In 1856, Rains, a businessman, married Merced, the daughter of Chino Rancho owner Isaac Williams and granddaughter of Don Antonio María Lugo, owner of the San Bernardino Rancho.

Rains invested in three ranchos and the Bella Union Hotel in Los Angeles. He purchased a 13,000-acre rancho in Cucamonga for $16,500 and constructed a brick house on the property at a cost of about $18,000.

The house was built by Ohio brick masons using red clay bricks made by Joseph Mullaly, a renowned brickmaker. The roof was waterproofed by tar from the Brea Pits in Los Angeles. An open flume carried water from springs through the kitchen, into the patio, and under the house to the orchard, thereby providing cooling for the structure. The original house had an entry hall, a parlor, three bedrooms, a patio area flanked by a dining room, a kitchen, a padre’s room, and two guest rooms.

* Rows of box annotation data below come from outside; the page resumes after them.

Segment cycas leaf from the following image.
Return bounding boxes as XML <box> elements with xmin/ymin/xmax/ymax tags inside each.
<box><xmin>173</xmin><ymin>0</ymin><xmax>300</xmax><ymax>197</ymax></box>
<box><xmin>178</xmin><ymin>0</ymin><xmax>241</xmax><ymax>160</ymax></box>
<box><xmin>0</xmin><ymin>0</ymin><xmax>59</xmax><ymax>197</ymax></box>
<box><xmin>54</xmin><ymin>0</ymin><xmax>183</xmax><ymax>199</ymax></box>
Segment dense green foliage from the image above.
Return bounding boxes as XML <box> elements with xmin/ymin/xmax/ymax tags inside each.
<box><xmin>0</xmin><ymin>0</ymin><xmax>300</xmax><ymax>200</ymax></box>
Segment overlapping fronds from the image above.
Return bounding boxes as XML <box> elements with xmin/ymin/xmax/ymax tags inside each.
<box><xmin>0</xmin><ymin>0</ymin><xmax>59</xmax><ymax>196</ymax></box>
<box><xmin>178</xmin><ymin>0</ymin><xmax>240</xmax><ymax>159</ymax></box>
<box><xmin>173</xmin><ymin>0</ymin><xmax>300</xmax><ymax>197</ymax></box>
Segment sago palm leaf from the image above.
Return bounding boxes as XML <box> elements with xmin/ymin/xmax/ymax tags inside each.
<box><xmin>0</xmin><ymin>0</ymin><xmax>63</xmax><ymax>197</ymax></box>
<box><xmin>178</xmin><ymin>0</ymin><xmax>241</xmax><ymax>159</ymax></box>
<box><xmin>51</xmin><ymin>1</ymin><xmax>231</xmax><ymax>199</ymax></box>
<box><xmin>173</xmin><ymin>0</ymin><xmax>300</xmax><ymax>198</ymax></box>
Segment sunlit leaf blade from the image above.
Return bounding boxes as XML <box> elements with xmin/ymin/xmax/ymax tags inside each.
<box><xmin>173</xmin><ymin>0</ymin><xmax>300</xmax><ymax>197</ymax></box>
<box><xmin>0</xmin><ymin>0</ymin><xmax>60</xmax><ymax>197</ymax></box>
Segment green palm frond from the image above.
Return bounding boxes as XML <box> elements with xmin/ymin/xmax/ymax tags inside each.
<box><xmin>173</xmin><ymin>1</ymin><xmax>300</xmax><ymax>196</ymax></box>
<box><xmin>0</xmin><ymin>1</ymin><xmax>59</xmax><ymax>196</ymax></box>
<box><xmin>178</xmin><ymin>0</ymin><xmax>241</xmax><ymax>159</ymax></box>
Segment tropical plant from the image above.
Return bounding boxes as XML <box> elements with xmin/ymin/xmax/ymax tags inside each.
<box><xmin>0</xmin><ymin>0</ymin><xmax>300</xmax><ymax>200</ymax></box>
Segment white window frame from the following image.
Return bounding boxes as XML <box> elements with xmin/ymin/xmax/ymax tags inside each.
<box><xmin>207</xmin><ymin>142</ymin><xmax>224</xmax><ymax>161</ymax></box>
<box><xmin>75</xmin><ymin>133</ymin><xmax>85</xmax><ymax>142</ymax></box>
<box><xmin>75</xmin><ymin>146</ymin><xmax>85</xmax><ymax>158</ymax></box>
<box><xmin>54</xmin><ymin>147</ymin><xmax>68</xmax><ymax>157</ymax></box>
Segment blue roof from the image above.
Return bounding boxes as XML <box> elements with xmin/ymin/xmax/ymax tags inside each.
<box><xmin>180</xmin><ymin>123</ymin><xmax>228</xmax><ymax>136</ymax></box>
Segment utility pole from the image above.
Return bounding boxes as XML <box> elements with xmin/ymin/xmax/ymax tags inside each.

Rains and Merced moved from Chino to the new brick house with their children in spring of 1861. By that time, Rains was widely recognized as a rich and influential man, generous and well-liked, who provided abundant hospitality at his strategically located Cucamonga home.

In 1859, Rains planted 160 acres of vines. At the time, wine and brandy made in Cucamonga gained wide popularity. An earlier small vineyard and winery is said to date back to 1839, thus establishing the claim that Cucamonga has the oldest commercial winery in the state.

After running into some financial difficulty, Rains and Merced were forced to borrow anywhere between $15,000 to $16,000 from Los Angeles merchants. Five days later, Rains left his wife and children in Cucamonga and rode off in a wagon toward Los Angeles. En route, he was lassoed, shot and dragged into the bushes near San Dimas. His body was discovered eleven days later. He was 33 years old, and his murder was never solved.

In June 1864, Merced married José Carrillo. Merced and Carrillo continued to live in Cucamonga. She had nine children in all including five with Rains and four with Carrillo. The first school in Cucamonga reportedly began in her home in 1870.

In 1871, Isais W. Hellman, a Los Angeles banker, acquired a portion of Rancho Cucamonga for $49,000. Sometime after 1876, Merced and her family (nearly penniless) moved to Los Angeles. In 1907, Merced died at the age of 68.